The Federal Circuit rejected all of these arguments, finding that the Board did not err in finding that Mark expressly discloses an omega-6 to omega-3 fatty acid ratio of 5:1; which is within the ratios in all of the ’034 application claims. Additionally, Mark’s expressed "typical feeding regimen," for example of "50 mL/hour for 20 hours," a total of 1,000 mL/day, met the dosage limitations in the stated claims, the appellate court held. Further, there was no error in the Board’s finding that claim 137, which includes "human infants," is anticipated by Mark’s reference to children ages 1–10. All of the applicant’s other arguments based on the Mark reference, with the exception to those regarding claim 134, were similarly without merit.
The USPTO conceded that the Board incorrectly included claim 134 in the claims found to be anticipated by Mark.
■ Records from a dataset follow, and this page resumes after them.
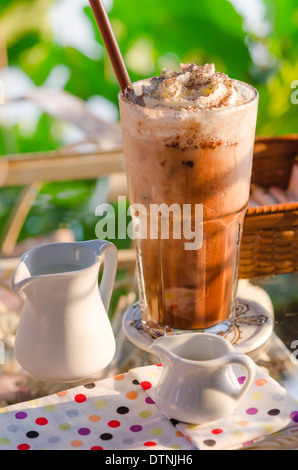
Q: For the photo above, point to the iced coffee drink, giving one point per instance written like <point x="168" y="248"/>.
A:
<point x="188" y="141"/>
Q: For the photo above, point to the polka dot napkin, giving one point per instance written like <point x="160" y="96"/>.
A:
<point x="111" y="414"/>
<point x="120" y="413"/>
<point x="266" y="408"/>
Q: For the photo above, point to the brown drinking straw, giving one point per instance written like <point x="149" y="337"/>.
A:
<point x="111" y="44"/>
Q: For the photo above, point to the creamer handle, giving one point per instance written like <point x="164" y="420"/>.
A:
<point x="109" y="253"/>
<point x="248" y="364"/>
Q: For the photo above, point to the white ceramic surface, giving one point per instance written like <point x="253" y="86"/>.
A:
<point x="198" y="384"/>
<point x="251" y="329"/>
<point x="64" y="334"/>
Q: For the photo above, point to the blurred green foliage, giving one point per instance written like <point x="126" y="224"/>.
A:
<point x="152" y="34"/>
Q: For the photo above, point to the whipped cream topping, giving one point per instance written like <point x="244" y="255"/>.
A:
<point x="192" y="87"/>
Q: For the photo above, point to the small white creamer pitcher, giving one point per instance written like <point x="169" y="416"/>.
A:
<point x="198" y="383"/>
<point x="64" y="334"/>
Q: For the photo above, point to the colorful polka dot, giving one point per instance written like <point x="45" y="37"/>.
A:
<point x="80" y="398"/>
<point x="273" y="412"/>
<point x="243" y="424"/>
<point x="90" y="386"/>
<point x="132" y="395"/>
<point x="256" y="396"/>
<point x="157" y="432"/>
<point x="122" y="410"/>
<point x="136" y="428"/>
<point x="21" y="415"/>
<point x="32" y="434"/>
<point x="64" y="426"/>
<point x="114" y="423"/>
<point x="128" y="440"/>
<point x="217" y="431"/>
<point x="294" y="416"/>
<point x="50" y="408"/>
<point x="252" y="411"/>
<point x="100" y="404"/>
<point x="84" y="431"/>
<point x="209" y="442"/>
<point x="76" y="443"/>
<point x="268" y="427"/>
<point x="119" y="377"/>
<point x="145" y="414"/>
<point x="23" y="447"/>
<point x="13" y="428"/>
<point x="241" y="379"/>
<point x="261" y="382"/>
<point x="149" y="444"/>
<point x="41" y="421"/>
<point x="106" y="436"/>
<point x="4" y="441"/>
<point x="94" y="418"/>
<point x="146" y="385"/>
<point x="72" y="413"/>
<point x="149" y="401"/>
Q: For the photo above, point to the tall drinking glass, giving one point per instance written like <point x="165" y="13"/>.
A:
<point x="191" y="169"/>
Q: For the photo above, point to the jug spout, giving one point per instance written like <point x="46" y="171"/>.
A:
<point x="160" y="348"/>
<point x="21" y="278"/>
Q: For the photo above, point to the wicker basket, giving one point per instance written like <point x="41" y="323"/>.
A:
<point x="270" y="234"/>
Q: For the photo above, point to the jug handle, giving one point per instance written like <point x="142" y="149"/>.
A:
<point x="247" y="363"/>
<point x="109" y="252"/>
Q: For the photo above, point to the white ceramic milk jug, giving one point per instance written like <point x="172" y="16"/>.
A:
<point x="198" y="383"/>
<point x="64" y="333"/>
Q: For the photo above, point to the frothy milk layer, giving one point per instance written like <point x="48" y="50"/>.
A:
<point x="192" y="87"/>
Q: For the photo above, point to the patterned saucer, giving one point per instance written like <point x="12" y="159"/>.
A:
<point x="251" y="329"/>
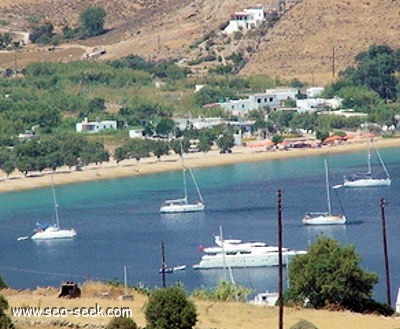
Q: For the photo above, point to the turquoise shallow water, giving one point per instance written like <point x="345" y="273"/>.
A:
<point x="119" y="225"/>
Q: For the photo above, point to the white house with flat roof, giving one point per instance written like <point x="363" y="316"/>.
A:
<point x="283" y="94"/>
<point x="253" y="102"/>
<point x="95" y="126"/>
<point x="246" y="19"/>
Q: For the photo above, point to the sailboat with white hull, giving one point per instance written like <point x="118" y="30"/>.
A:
<point x="367" y="179"/>
<point x="53" y="231"/>
<point x="324" y="218"/>
<point x="183" y="205"/>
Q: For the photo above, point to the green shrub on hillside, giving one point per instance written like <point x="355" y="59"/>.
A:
<point x="170" y="308"/>
<point x="121" y="323"/>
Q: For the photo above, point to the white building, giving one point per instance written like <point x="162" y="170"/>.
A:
<point x="95" y="126"/>
<point x="245" y="20"/>
<point x="314" y="92"/>
<point x="136" y="133"/>
<point x="283" y="94"/>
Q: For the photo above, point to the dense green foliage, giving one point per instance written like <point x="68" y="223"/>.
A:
<point x="170" y="308"/>
<point x="92" y="20"/>
<point x="121" y="323"/>
<point x="52" y="97"/>
<point x="331" y="275"/>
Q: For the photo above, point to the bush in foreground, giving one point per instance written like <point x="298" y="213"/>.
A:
<point x="170" y="308"/>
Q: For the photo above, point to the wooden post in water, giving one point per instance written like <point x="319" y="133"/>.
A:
<point x="280" y="264"/>
<point x="385" y="252"/>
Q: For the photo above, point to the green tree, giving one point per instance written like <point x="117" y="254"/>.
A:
<point x="165" y="126"/>
<point x="170" y="308"/>
<point x="226" y="142"/>
<point x="330" y="274"/>
<point x="93" y="20"/>
<point x="322" y="134"/>
<point x="276" y="139"/>
<point x="121" y="323"/>
<point x="3" y="284"/>
<point x="159" y="148"/>
<point x="42" y="33"/>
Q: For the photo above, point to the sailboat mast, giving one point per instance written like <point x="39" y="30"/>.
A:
<point x="195" y="184"/>
<point x="328" y="197"/>
<point x="184" y="184"/>
<point x="382" y="163"/>
<point x="183" y="173"/>
<point x="369" y="161"/>
<point x="55" y="202"/>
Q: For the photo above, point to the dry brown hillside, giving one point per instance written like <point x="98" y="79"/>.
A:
<point x="313" y="40"/>
<point x="303" y="42"/>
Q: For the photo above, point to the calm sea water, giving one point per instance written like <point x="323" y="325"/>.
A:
<point x="119" y="225"/>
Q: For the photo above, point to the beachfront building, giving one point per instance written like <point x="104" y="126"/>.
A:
<point x="245" y="20"/>
<point x="95" y="126"/>
<point x="272" y="99"/>
<point x="316" y="104"/>
<point x="314" y="92"/>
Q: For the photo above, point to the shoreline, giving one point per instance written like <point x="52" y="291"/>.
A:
<point x="127" y="168"/>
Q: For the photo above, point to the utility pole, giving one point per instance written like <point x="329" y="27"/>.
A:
<point x="385" y="252"/>
<point x="280" y="265"/>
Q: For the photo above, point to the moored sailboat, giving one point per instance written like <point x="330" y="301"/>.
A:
<point x="53" y="231"/>
<point x="183" y="205"/>
<point x="367" y="179"/>
<point x="324" y="218"/>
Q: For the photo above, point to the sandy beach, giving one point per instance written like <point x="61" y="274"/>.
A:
<point x="240" y="154"/>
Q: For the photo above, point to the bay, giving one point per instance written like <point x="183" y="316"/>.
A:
<point x="119" y="225"/>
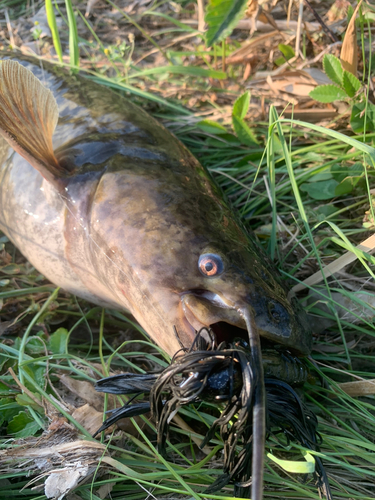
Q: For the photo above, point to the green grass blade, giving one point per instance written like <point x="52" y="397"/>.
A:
<point x="51" y="18"/>
<point x="73" y="36"/>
However, the USPTO argued that claim 134 is anticipated by the Walnut Nutrient Analysis on the same basis as for the other claims, and also is unpatentable under Section 101, the court noted.
The Olive and Walnut Nutrient Analyses. The examiner rejected claims 52, 61, 64, 65, 67–69, 73–75, 77, 78, 80, 82, 83, 90, 92–94, 96–98, 100, 129–131, 133, 136, 137, 142, and 144 as anticipated by the nutrient profile of a serving of olives, whose fatty acid composition is shown in "Olive Nutrient Analysis." The Olive Nutrient Analysis describes a one cup serving of olives as containing omega-6 and omega-3 fatty acids in a 12:1 ratio. The examiner rejected claims 52, 61, 64, 65, 67–69, 73–75, 77, 78, 80, 83, 90–101, 116–118, 120–22, 124, 128–140, and 141–145 as anticipated by the nutrient profile of a serving of walnuts as reported in the Walnut Nutrient Analysis.
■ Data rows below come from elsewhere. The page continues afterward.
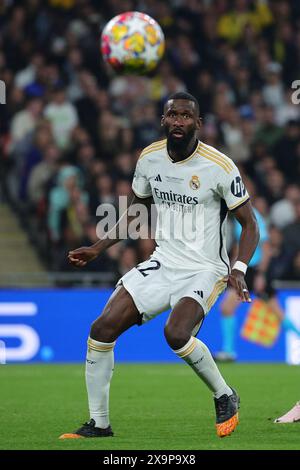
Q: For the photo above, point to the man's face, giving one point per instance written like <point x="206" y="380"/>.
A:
<point x="180" y="121"/>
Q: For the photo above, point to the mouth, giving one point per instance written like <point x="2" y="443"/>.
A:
<point x="178" y="133"/>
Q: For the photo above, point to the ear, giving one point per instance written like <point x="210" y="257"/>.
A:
<point x="199" y="123"/>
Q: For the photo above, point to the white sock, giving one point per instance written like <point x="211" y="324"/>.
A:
<point x="98" y="374"/>
<point x="197" y="355"/>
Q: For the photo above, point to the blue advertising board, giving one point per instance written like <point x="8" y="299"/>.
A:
<point x="53" y="326"/>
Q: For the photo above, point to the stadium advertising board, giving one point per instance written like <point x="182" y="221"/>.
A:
<point x="53" y="326"/>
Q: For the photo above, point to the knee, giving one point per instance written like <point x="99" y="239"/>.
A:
<point x="176" y="337"/>
<point x="102" y="330"/>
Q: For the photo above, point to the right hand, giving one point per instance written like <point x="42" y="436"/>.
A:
<point x="82" y="256"/>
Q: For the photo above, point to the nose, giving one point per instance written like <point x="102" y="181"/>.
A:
<point x="178" y="122"/>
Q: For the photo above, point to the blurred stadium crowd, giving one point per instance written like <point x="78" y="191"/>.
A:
<point x="71" y="131"/>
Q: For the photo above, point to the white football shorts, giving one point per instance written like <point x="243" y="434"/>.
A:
<point x="155" y="288"/>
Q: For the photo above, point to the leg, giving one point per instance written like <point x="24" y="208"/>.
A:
<point x="119" y="314"/>
<point x="186" y="314"/>
<point x="228" y="326"/>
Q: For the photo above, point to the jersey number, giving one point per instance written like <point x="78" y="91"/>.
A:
<point x="151" y="268"/>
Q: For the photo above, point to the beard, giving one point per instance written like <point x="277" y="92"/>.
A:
<point x="179" y="144"/>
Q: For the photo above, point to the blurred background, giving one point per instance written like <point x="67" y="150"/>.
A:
<point x="71" y="132"/>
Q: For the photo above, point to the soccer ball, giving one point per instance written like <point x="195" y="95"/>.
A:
<point x="132" y="42"/>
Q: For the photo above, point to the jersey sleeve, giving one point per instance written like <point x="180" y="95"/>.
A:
<point x="141" y="184"/>
<point x="232" y="189"/>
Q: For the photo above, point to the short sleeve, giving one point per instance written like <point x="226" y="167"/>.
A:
<point x="232" y="189"/>
<point x="140" y="184"/>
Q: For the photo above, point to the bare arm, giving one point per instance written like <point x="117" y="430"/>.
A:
<point x="81" y="256"/>
<point x="247" y="245"/>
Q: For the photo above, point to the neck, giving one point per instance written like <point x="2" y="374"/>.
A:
<point x="177" y="154"/>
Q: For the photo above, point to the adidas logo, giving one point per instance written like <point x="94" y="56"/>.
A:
<point x="199" y="292"/>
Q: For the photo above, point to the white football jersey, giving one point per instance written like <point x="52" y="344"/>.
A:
<point x="192" y="198"/>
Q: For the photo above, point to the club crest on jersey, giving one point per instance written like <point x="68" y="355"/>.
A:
<point x="194" y="182"/>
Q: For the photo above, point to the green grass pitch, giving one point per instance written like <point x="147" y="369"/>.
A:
<point x="153" y="407"/>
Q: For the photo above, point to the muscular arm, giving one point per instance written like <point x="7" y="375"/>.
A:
<point x="247" y="245"/>
<point x="83" y="255"/>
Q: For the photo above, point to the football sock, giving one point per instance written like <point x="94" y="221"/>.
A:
<point x="98" y="374"/>
<point x="288" y="325"/>
<point x="228" y="327"/>
<point x="197" y="355"/>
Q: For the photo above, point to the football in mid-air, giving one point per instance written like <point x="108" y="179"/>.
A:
<point x="132" y="42"/>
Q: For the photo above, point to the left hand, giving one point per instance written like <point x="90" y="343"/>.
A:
<point x="237" y="281"/>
Bhagat contended that the Board erroneously ignored a prosecution disclaimer of all compositions containing products from single sources such as olives and walnuts. The Federal Circuit rejected this, and related arguments, holding that The Board’s finding that the references’ serving sizes of olives and walnuts meet the "dosages" in the claims was supported by substantial evidence. The Board did not err in finding that all of the additional limitations are known aspects used in known conditions, as shown in Mark or in the Olive or Walnut Nutrient Analysis, the court ruled. These findings were supported by substantial evidence in the cited references.
Section 101. The examiner and the Board also held that all of the claims are directed to non-statutory subject matter under Section 101, because the claimed fatty acid mixtures occur naturally in walnut oil and olive oil. Bhagat argued that he "disclaimed" the claim scope of compositions from a single source, thus avoiding not only anticipation, but also Section 101. The court was not persuaded.
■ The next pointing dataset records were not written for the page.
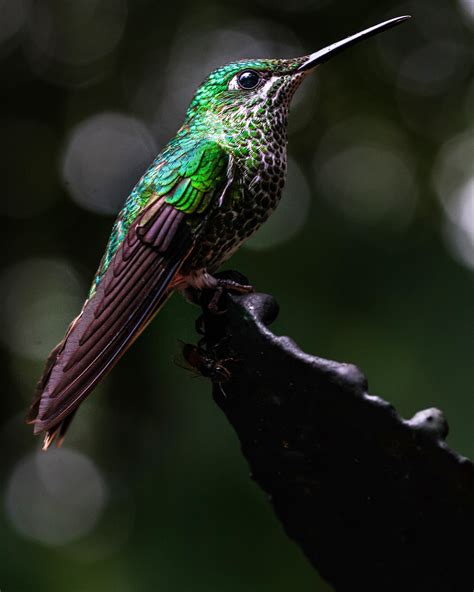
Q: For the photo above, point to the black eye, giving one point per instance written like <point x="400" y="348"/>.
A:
<point x="248" y="79"/>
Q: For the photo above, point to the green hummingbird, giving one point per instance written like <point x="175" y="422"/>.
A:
<point x="206" y="192"/>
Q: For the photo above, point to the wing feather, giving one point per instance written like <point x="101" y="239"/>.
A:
<point x="134" y="280"/>
<point x="131" y="291"/>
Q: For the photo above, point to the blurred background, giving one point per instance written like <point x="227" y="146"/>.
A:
<point x="371" y="257"/>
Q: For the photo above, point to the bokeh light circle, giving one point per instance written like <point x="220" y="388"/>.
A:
<point x="453" y="179"/>
<point x="55" y="498"/>
<point x="104" y="158"/>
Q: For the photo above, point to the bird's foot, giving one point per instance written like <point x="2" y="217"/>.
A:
<point x="223" y="285"/>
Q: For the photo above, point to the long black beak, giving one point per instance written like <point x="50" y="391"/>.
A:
<point x="331" y="50"/>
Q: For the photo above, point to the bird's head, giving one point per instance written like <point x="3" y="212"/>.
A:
<point x="257" y="92"/>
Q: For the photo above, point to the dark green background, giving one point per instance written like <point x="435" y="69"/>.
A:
<point x="379" y="274"/>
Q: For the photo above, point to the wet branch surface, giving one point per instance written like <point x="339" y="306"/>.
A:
<point x="376" y="503"/>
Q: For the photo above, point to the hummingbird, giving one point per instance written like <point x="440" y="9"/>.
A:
<point x="207" y="191"/>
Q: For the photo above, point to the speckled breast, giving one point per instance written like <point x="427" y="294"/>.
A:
<point x="250" y="200"/>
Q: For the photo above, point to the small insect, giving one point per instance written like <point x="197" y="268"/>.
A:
<point x="204" y="365"/>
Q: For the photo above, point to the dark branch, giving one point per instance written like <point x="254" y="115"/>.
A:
<point x="375" y="502"/>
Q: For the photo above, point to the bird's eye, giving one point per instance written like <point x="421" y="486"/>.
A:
<point x="248" y="79"/>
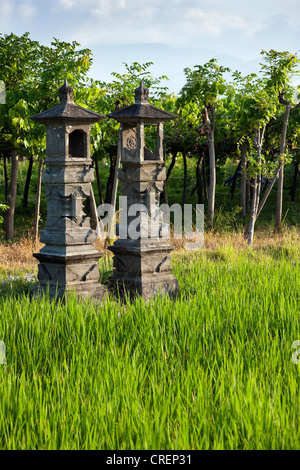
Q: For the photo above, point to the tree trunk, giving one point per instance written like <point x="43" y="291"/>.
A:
<point x="11" y="199"/>
<point x="242" y="194"/>
<point x="248" y="190"/>
<point x="37" y="204"/>
<point x="278" y="215"/>
<point x="98" y="181"/>
<point x="295" y="181"/>
<point x="199" y="179"/>
<point x="212" y="167"/>
<point x="5" y="179"/>
<point x="172" y="164"/>
<point x="204" y="179"/>
<point x="110" y="181"/>
<point x="232" y="189"/>
<point x="256" y="189"/>
<point x="250" y="229"/>
<point x="27" y="183"/>
<point x="184" y="178"/>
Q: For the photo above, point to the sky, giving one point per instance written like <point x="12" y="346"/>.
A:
<point x="173" y="34"/>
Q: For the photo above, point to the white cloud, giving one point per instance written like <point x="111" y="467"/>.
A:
<point x="102" y="8"/>
<point x="27" y="10"/>
<point x="213" y="22"/>
<point x="66" y="4"/>
<point x="6" y="9"/>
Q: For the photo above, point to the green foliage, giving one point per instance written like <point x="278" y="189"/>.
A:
<point x="32" y="74"/>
As for Claim 128, Bhagat also argued that claim 128 is distinguished from natural products, and is not anticipated based on the limitation that the compositions contain "nuts or their oils" obtained from "almonds, peanuts, and/or coconut meat." The Board correctly held that claim 128 does not avoid the rejection on the ground that the claims are directed to known natural products, the appellate court said.
As for claims 102, 107, and 119, Bhagat argued that the Board erred, and that the claimed mixtures of fatty acids from different sources are "structurally different" from the single-source walnut oil and olive oil. However, the Board properly found that Bhagat failed to show that the claimed mixtures are a "transformation" of the natural products, or that the claimed mixtures have properties not possessed by these products in nature. Substantial evidence supported the Board’s findings, and the rulings of unpatentability.
The case is No. 2016-2525.
Attorneys: Urvashi Bhagat, pro se. Nathan K. Kelley, U.S. Patent and Trademark Office, for Andrei Iancu.